Un dialogue inédit entre la collection du CAPC de Bordeaux et celle de l’amateur Louis Nègre.

SAUTERNES - Exposer au Château Guiraud, à Sauternes (Gironde), plus de vingt œuvres issues de la collection du CAPC-Musée d’art contemporain de Bordeaux, et autant de pièces provenant du collectionneur Louis Nègre, relève d’une gageure tant le vis-à-vis public-privé est rarissime. « Je ne pense pas que le musée soit un temple, et le reste, des marchands hors du temple, déclare Charlotte Laubard, directrice du CAPC. Tout le monde sait que lorsqu’on fait une grande exposition dans un musée, la cote de l’artiste grimpe. Cessons d’être hypocrites ! » Cette initiative aussi louable qu’inédite prolonge le partenariat engagé entre le musée, le collectionneur et le propriétaire du Château Guiraud, Robert Peugeot. Ce dernier avait sponsorisé la publication en 2007 du catalogue des collections du CAPC par la maison d’édition Féret, propriété de Louis Nègre.
Pour l’amateur comme pour l’institution, ce face-à-face intitulé « Quand la première ivresse des succès bruyants… » s’est révélé instructif. Du côté du CAPC, il a induit une relecture de l’inventaire du musée. Sont sorties des réserves certaines œuvres rarement montrées comme les bouleversantes Chimères d’Annette Messager.

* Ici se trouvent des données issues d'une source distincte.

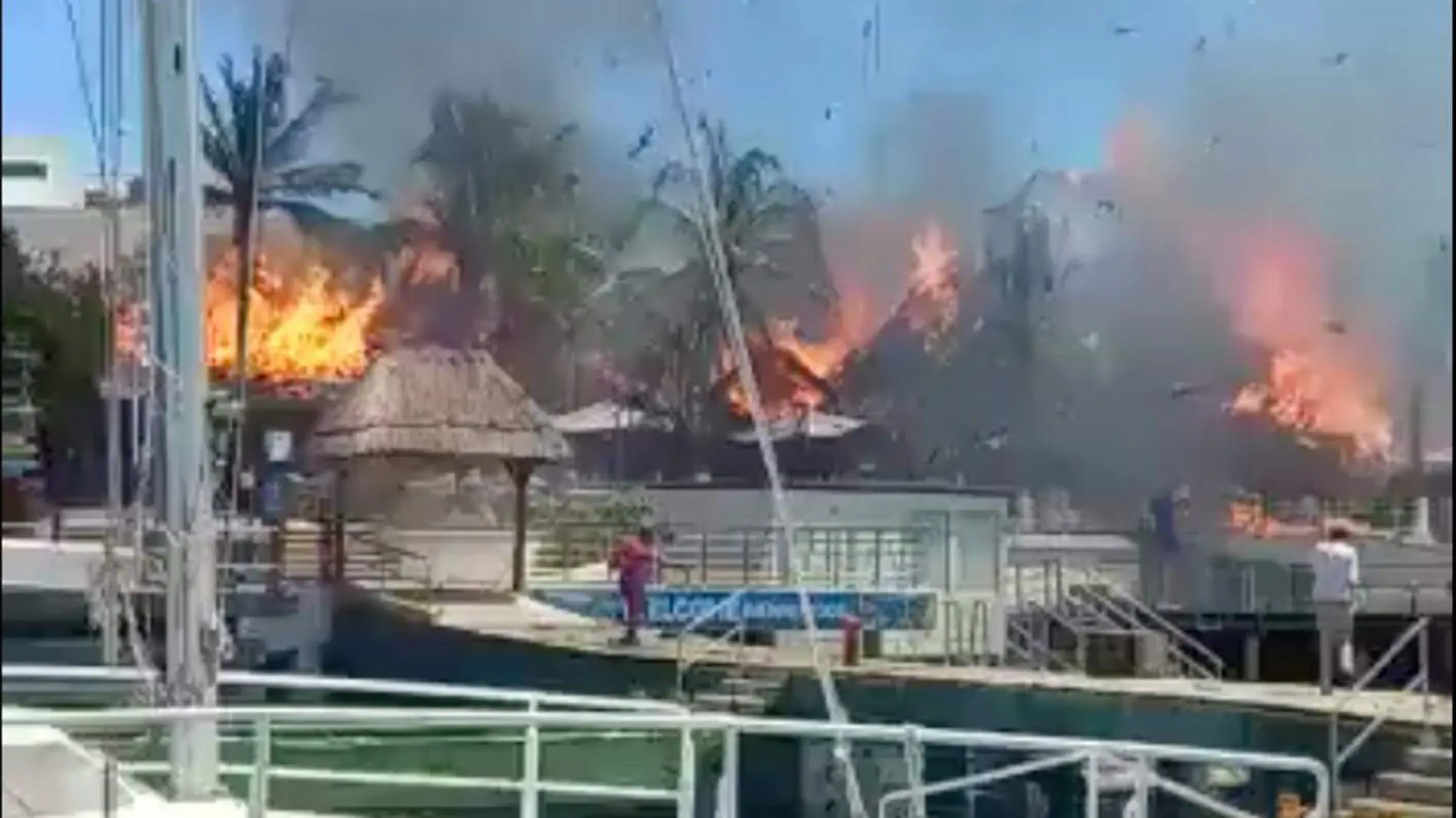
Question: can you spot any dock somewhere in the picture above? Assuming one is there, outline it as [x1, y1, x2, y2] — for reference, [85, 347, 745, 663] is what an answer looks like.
[434, 591, 1451, 729]
[0, 708, 352, 818]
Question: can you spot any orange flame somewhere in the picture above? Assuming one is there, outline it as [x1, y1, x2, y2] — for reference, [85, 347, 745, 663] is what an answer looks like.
[204, 252, 385, 381]
[904, 223, 961, 349]
[718, 223, 959, 417]
[1108, 115, 1392, 459]
[1229, 230, 1393, 459]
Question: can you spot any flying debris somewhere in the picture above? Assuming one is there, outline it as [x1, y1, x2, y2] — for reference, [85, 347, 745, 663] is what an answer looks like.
[1169, 380, 1208, 399]
[976, 428, 1011, 451]
[628, 125, 657, 160]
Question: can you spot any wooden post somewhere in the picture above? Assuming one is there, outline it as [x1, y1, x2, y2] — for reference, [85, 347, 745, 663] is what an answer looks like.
[505, 460, 534, 594]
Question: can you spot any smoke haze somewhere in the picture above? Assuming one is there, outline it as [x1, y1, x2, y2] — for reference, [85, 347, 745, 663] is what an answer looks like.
[227, 0, 1451, 492]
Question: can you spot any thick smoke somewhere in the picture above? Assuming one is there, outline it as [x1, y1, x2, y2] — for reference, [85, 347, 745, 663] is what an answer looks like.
[240, 0, 657, 225]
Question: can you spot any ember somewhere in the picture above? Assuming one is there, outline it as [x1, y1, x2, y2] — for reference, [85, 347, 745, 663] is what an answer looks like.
[1229, 233, 1393, 460]
[204, 252, 385, 383]
[718, 223, 959, 417]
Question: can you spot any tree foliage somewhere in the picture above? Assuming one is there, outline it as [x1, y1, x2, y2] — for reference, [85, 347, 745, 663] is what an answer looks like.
[620, 116, 824, 431]
[201, 51, 379, 231]
[412, 92, 608, 396]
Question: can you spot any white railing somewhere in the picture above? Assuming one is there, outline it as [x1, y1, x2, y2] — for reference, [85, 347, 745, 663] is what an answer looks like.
[1071, 568, 1225, 681]
[0, 665, 683, 713]
[1330, 617, 1433, 810]
[5, 692, 1331, 818]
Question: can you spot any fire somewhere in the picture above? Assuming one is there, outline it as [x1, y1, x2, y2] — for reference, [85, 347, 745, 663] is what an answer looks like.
[204, 252, 385, 383]
[718, 223, 959, 417]
[1229, 225, 1393, 460]
[1107, 115, 1392, 460]
[904, 223, 961, 349]
[1223, 496, 1375, 538]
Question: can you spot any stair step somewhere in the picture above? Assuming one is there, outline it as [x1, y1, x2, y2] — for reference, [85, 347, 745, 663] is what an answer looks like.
[1405, 747, 1451, 777]
[1375, 771, 1451, 813]
[1338, 797, 1451, 818]
[693, 693, 769, 716]
[718, 676, 783, 693]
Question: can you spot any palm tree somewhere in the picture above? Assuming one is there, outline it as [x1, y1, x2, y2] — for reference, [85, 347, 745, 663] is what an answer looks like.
[641, 116, 833, 432]
[201, 50, 379, 381]
[414, 92, 605, 387]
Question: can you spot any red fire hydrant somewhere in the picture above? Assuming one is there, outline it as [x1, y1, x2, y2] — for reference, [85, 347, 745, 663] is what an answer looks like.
[838, 614, 865, 668]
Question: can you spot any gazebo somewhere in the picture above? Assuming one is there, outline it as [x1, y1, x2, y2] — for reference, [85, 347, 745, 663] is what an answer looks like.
[309, 346, 571, 592]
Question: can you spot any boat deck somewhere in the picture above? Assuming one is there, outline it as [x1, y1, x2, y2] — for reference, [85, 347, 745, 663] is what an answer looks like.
[0, 708, 346, 818]
[435, 603, 1451, 729]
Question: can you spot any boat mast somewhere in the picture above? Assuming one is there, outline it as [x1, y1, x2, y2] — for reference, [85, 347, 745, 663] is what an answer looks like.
[139, 0, 223, 800]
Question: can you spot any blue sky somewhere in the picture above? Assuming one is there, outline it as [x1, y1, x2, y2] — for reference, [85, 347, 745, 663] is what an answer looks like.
[0, 0, 262, 178]
[3, 0, 1450, 214]
[3, 0, 1239, 196]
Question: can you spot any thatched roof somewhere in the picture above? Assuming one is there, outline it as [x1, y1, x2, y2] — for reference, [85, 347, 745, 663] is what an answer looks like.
[310, 346, 571, 463]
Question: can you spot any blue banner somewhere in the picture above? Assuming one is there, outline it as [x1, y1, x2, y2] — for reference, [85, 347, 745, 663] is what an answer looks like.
[534, 587, 935, 630]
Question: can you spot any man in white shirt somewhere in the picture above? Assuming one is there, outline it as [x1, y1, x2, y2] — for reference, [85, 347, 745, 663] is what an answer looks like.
[1309, 524, 1360, 695]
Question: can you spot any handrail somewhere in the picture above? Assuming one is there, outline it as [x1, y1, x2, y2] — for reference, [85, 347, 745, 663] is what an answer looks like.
[1330, 616, 1431, 810]
[1079, 585, 1223, 681]
[1074, 569, 1225, 679]
[3, 706, 1331, 818]
[1006, 620, 1081, 672]
[0, 665, 683, 713]
[676, 588, 749, 699]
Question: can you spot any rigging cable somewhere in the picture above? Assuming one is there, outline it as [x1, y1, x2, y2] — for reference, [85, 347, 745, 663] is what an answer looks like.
[648, 0, 867, 818]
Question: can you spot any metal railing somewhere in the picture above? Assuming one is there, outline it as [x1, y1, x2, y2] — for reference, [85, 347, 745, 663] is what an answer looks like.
[940, 597, 992, 665]
[1330, 617, 1435, 810]
[5, 668, 1331, 818]
[532, 524, 923, 588]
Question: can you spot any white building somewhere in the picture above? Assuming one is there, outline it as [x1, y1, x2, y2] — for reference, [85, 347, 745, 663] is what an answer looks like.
[0, 137, 86, 210]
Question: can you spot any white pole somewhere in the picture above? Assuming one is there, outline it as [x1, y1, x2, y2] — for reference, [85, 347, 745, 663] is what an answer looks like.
[141, 0, 220, 800]
[99, 2, 123, 665]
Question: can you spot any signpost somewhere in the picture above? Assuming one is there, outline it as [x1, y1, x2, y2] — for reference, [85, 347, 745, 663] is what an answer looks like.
[534, 585, 936, 632]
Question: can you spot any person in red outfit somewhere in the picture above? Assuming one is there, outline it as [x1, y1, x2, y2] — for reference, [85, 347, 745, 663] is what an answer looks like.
[607, 528, 657, 645]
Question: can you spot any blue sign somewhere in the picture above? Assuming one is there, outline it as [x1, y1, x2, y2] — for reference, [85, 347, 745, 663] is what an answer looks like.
[257, 469, 287, 525]
[534, 587, 935, 630]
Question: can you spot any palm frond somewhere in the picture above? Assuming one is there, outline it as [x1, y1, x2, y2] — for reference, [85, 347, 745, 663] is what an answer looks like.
[257, 197, 348, 236]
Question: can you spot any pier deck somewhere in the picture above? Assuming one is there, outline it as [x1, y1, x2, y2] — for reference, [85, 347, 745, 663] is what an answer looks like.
[435, 603, 1451, 729]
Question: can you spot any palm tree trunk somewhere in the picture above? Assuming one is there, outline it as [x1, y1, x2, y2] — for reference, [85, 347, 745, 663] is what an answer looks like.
[227, 202, 256, 498]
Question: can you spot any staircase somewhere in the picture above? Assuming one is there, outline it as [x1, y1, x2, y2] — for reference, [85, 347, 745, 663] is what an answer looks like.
[684, 664, 789, 716]
[1006, 563, 1223, 681]
[1336, 741, 1453, 818]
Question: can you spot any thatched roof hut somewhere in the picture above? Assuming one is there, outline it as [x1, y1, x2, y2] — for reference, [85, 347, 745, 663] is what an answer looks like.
[309, 346, 571, 591]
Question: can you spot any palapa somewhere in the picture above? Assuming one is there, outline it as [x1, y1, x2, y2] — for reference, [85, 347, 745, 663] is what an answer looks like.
[309, 346, 571, 592]
[310, 346, 571, 464]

Guidé vers la scène californienne par la conseillère Patricia Marshall, et vers les artistes émergents via la conservatrice Christine Macel, Louis Nègre pourrait étendre son spectre. Il confie avoir été tellement saisi par les Quatorze lustres des ateliers brûlés de Sarkis, issus du CAPC, qu’il songerait à se pencher sérieusement sur le travail de cet artiste.

Associations hasardeuses
Reste que l’exercice du dialogue se révèle parfois bancal. Une collection encore jeune ne joue pas dans la même cour qu’un fonds public composé de quelques poids lourds. Un hiatus qui ne serait pas dérangeant si le parcours dessinait de vraies séquences et des connivences entre les pièces. Certes la confrontation de la vidéo de Kolkoz (collection Louis Nègre) et de la peinture de Peter Halley (CAPC) engendre un vrai sentiment d’aliénation. Mais tous les rapprochements ne sont pas aussi fluides, contraintes spatiales obligent. Charlotte Laubard revendique ici une interprétation des œuvres « élastique ». Difficile pourtant d’expliquer la contiguïté de la vidéo Wall/Floor Positions de Bruce Nauman et de la sculpture Recherche de la Certitude 1 de Richard Baquié, issues toutes deux de la collection du CAPC. Si la première s’inscrit bien dans l’espace confiné, la présence de la seconde semble plus obscure. Le tête-à-tête entre le tableau de Fabrice Hyber, Bonbon très bon (CAPC), et l’avion de Richard Jackson (Louis Nègre), supposés renvoyer l’un et l’autre à la pratique d’atelier, apparaît tiré par les cheveux. Surtout lorsque s’y greffe une photographie évanescente de Janaina Tschäpe. Le partenariat entre le musée et le collectionneur gagnerait à être reconduit dans un lieu plus approprié.

QUAND LA PREMIÈRE IVRESSE DES SUCCÈS BRUYANTS…, jusqu’au 11 octobre, Château Guiraud, 33210 Sauternes, tél. 05 56 76 61 01, tlj 9h-12h et 14h-17h, www.chateau-guiraud.fr. Cat., éd. Féret.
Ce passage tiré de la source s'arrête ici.